8 Things You Didn’t Know About Charlie Chaplin

Text by Tanisha Choudhury

Did you know a museum dedicated to the screen legend recently opened at his erstwhile home in Switzerland?

1. Other than his last few films, Chaplin never used a finished script while making his movies. Hence, he would spend much more time and money on his films than the major studio films of the time.

2. Charlie Chaplin was 54 when he married his fourth wife Oona O’Neill, who was 18 at the time. Together they had eight children, the youngest of whom was born when Chaplin was 73 years old.

3. Despite living in United States for almost 40 years, he never became an American citizen. Due in part to the film Modern Times, he was seen a communist sympathiser. In 1952, during a visit to England, the U.S government revoked in re-entry permit, thus essentially exiling him. Chaplin then moved with his family to Switzerland, where he lived at the Manoir de Ban in Corsier-sur-Vevey.

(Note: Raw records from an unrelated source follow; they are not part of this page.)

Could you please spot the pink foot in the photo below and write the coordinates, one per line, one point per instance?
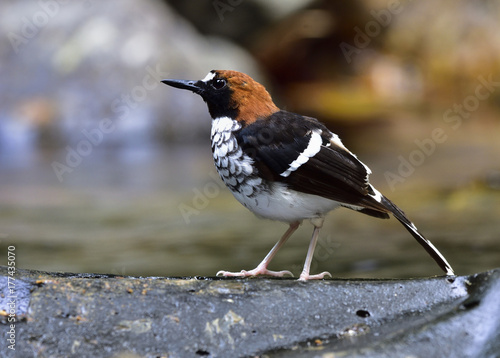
(306, 276)
(255, 272)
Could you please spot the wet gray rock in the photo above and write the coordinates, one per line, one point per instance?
(86, 315)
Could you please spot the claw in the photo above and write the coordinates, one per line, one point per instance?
(255, 272)
(320, 276)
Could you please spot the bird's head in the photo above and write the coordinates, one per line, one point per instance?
(231, 94)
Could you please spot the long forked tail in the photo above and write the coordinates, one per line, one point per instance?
(428, 246)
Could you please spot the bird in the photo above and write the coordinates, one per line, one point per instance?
(285, 166)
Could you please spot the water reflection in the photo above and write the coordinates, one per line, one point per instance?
(119, 211)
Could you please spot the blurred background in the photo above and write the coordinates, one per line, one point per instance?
(104, 169)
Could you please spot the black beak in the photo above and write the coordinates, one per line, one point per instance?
(194, 86)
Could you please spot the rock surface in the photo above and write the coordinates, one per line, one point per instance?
(87, 315)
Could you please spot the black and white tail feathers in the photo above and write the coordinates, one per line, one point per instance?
(427, 245)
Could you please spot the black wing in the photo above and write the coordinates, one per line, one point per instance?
(332, 172)
(280, 146)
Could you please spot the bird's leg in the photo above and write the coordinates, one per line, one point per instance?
(261, 269)
(304, 276)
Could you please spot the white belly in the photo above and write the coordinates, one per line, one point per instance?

4. Apart from writing and starring in them, Chaplin also directed, produced, edited and composed music for most of his films. In fact, he was an accomplished, self-taught musician.

5. Chaplin’s most famous character, the Little Tramp, was conducive for silent movies. Due to this, he wasn’t an early adopter of the new technology for talking films. He feared it would ruin the character’s signature miming style of humour. He only released his first film with dialogues and music in 1940. It was The Great Dictator, in which he played a satirical version of Hitler, playing a character other than the Little Tramp after almost 20 years.

6. Charlie Chaplin made his stage debut at the age of 5. He was called on stage to sing, after his mother’s voice had failed her in front of a crowd of rowdy soldiers. A few years later, he became a professional performer by touring with vaudeville acts, joining a clog-dancing troupe and doing theatre roles.

7. In 1975, Chaplin was awarded a Knighthood by Queen Elizabeth II.

8. At 12 minutes, he holds the record for the longest standing ovation at an Oscar ceremony.

9. This April, after 15 years of planning, a museum dedicated to the screen legend has opened in the village of Corsier-sur-Vevey in Switzerland. Fans can visit Chaplin’s World to immerse themselves in his life and work. The Manoir de Ban, where he spent his last years, is now part of the museum. Spaces like his library, where he wrote and his living room, where he would meet famous musicians have been recreated using his personal items that are now exhibited there. The museum also includes The Studio, where people can see how his movies were shot, edited, scored and completed.